Revisionist historians also despise reconstruction. Works such as "After Slavery"


by Joel Williamson depicted a period of extraordinary political, social, and
economic development for blacks. The establishment of public school systems,
the granting of equal citizenship to blacks, the efforts to rebuild the economy
of the devastated South, and the attempt to build an interracial political
democracy from the ashes of slavery were all laudable achievements, not
the "Tragic Age" of Bowers. Unlike earlier writers, post-revisionists
emphasized the active role of freedom in shaping Reconstruction. By the end of
the 1960s, the old interpretation was completely reversed. The liberators of the
South were heroes, the old "redeemers" who won Reconstruction
were scoundrels, and if the era was "tragic", therefore, that change did not go far
enough. Reconstruction was a time of real progress, and its failure was a lost
opportunity for the South and the nation. However, the legacy of
Reconstruction (such as legislation like the Fourteenth and Fifteenth
Amendments) inspired future civil rights efforts.
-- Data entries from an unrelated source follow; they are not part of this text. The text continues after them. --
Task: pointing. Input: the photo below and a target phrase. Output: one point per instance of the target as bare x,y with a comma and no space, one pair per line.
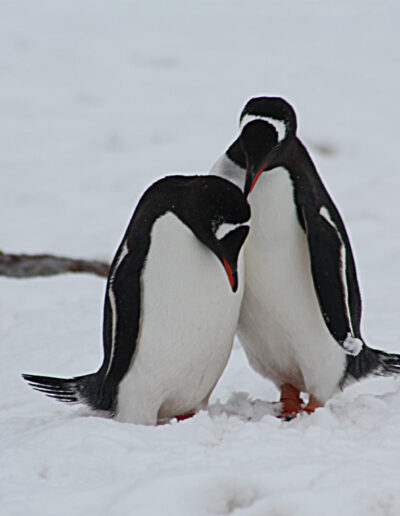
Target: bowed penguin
170,311
300,318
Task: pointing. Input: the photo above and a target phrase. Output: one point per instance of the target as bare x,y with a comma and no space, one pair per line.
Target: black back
200,202
258,144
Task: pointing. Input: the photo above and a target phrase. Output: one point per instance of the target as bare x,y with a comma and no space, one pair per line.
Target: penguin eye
225,228
278,125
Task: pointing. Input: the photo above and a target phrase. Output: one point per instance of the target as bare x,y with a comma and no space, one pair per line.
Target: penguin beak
231,245
232,275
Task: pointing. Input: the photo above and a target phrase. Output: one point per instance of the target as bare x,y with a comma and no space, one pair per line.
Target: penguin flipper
121,315
334,276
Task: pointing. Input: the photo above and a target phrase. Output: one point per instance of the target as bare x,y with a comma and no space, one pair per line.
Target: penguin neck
294,158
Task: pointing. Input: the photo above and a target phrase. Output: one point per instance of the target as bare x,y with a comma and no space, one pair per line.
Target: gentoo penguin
300,317
170,313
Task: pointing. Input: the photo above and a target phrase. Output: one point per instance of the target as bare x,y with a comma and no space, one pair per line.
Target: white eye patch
279,125
226,228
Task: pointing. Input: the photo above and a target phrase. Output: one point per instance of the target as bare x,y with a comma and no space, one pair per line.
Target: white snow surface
97,100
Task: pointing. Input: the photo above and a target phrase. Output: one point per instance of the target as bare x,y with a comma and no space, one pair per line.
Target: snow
97,100
352,345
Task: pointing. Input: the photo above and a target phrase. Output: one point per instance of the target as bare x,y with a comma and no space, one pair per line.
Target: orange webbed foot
291,402
312,404
182,417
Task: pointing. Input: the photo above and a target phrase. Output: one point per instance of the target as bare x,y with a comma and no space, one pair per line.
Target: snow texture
352,345
97,100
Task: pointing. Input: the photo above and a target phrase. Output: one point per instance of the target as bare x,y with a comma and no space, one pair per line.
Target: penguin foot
291,402
312,404
182,417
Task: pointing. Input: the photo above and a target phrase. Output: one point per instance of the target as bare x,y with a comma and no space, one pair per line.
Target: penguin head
218,214
267,124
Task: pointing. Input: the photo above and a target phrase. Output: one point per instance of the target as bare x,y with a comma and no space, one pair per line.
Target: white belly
281,327
189,318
Former slaves were not given land, so they remained economically


dependent on their former owners. The planter class survived both the war and
Reconstruction with most of their wealth (except for slaves) and prestige more or
less intact. Not only do the changing times contribute to this latest reassessment
of reconstruction, but also the concerns of historians. The historiography of
the last decade has been characterized by an emphasis on "social
history" and a downplaying of strictly political events. In
practice, this "social" concern meant that black suffrage and blacks, seen as the
most radical departure from the Reconstruction era, were
relatively unimportant. These historians observed the failure of
Reconstruction to create a democracy based on racial and economic equality.
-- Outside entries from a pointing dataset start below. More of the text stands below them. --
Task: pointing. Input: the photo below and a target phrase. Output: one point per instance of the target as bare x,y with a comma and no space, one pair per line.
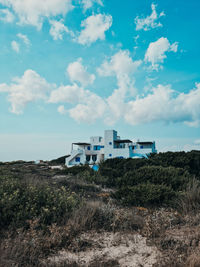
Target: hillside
141,212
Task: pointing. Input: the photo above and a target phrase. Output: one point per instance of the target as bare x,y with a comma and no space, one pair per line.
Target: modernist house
111,146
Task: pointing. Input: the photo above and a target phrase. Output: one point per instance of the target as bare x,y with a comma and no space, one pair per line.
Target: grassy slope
43,211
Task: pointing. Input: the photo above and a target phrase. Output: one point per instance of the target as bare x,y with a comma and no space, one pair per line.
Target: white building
111,146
In his 1988 book, Reconstruction: America's Unfinished Revolution, Eric Foner


presents his understanding of Reconstruction in light of several key issues. Like Du
Bois, Foner emphasizes the "centrality of the black experience" and expands on
the active and positive role of African Americans in
Reconstruction. Underlining the importance of free work, Foner
writes that "the transformation of slaves into free workers and equal citizens was
the most dramatic example of the social and political
changes started by Reconstruction." According to Foner, this change had the
potential to change Southern society for decades to come. It was a flawed
experiment that was the first attempt at true interracial democracy in the United
States.

Unlike Dunning School historians and Du Bois, Foner emphasizes the importance
of the federal government during Reconstruction, arguing that the period
marked among them "the emergence of the nation-state ... with vastly
expanded powers and new goals." the rights and protection of Americans of all
races. Foner and other modern historians have argued that the Civil War and
Reconstruction marked the beginning of the "activist state," in which the federal
government played an ever-increasing role in the lives of its citizens. Questions of
equality and the role of government in the lives of people and of people were,
according to Foner, questions to which the establishment constantly turned. These
questions, he writes, are "as old as the American Republic and as modern as the
inequalities that still plague our society." In his opinion, Reconstruction
remains "America's unfinished revolution" because it did not solve the problems
that America still faces. During the Reconstruction era, there was a revolution
in black civil rights and the role of the federal government in protecting those
rights, but it was a semi-revolution at best because Americans of the time lacked
the will and courage to see the struggle through.